Surprisingly, this expansion didn’t neatly predict symptoms or disease. People with similar repeat instability differed widely in clinical outcomes. This supports the idea that HD risk exists on a spectrum. CAG length is important, but it’s not destiny, and DNA repair, genetic modifiers, and other biological factors might shift that risk substantially.
Cracking the structure of DNA repair: MutSβ in the spotlight
Repeat expansion in HD is strongly influenced by DNA mismatch repair, the system cells use to fix errors in DNA copying. Researchers have revealed new high-resolution structures of MutSβ, one of the key repair complexes involved in CAG repeat instability.
These structures show how MutSβ recognizes and binds DNA loops (including those formed by repeated CAG sequences), and they hint at why its activity sometimes makes things worse rather than better. Understanding these molecular machines could help scientists design therapies that slow or prevent somatic expansion, potentially delaying onset or slowing progression for people with HD.
A tiny genetic tweak that boosts the cell’s cleanup crew
A newly identified genetic variant may help delay HD onset by ramping up the cell’s recycling and cleanup pathways, especially autophagy, the system cells use to remove damaged proteins and waste. This is part of a growing wave of research showing that genetic modifiers (genes other than HTT) can accelerate or delay symptoms.

Modifiers are rewriting the story of HD. Even people with the same CAG repeat length can show dramatically different ages of onset. Understanding these modifiers might someday help researchers design treatments that mimic their protective effects.
Untangling protein folding in HD
Expanded huntingtin protein can misfold and forms harmful aggregates, but the details of this process have been notoriously hard to nail down. New structural biology tools are giving researchers a clearer look at how the expanded protein folds incorrectly, and how that misfolding leads to toxicity.
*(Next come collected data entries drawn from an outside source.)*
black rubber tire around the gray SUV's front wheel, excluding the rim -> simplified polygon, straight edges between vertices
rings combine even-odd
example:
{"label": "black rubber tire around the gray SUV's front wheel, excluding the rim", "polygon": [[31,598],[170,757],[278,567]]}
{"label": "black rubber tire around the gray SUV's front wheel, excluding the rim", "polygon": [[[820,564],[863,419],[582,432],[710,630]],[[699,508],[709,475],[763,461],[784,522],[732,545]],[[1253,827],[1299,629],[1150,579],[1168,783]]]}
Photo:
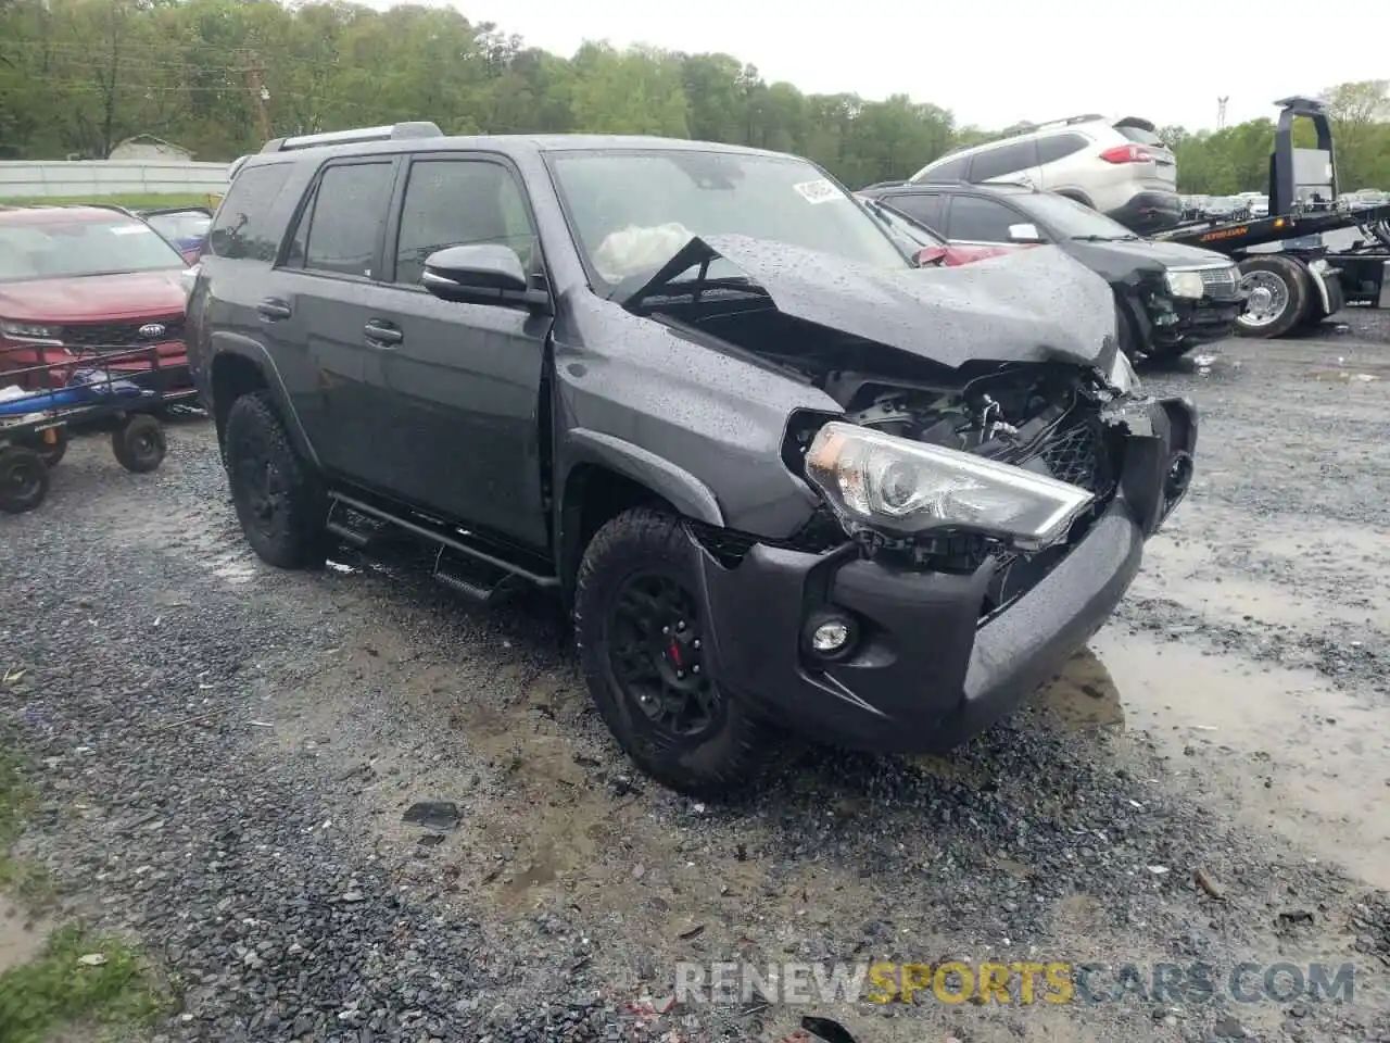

The metaphor in the article’s title captures it well: imagine trying to fold a shirt that suddenly has sleeves three times longer than expected. Better understanding of misfolding opens the door to new strategies, molecules that stabilize huntingtin, prevent aggregation, or help cells clear misfolded proteins more efficiently.
What we learned this month
Across November’s articles, several themes emerge:
1. Risk and progression are nuanced
Intermediate CAG alleles and genetic modifiers show that HD is perhaps more complex than a single genetic change.
2. DNA repair remains a key driver of HD biology
Multiple studies point to somatic repeat expansion as a central player, a target for future therapies.
3. Discovery science is thriving
From high-resolution protein structures of genetic variants, basic research continues to uncover the molecular foundations of HD.
4. Clinical innovation is broadening
Gene therapy, small molecules, and even stem-cell approaches are all being explored, each with its own challenges and opportunities.
5. Regulator–industry alignment matters
The AMT-130 story shows that even promising science can hit speed bumps. Patience and persistence are part of progress.
Looking ahead
As 2025 winds down, HD research is more active, more interdisciplinary, and more globally connected than ever. Whether it’s genetic modifiers, new drug targets, or next-generation clinical trials, momentum is building on many fronts simultaneously.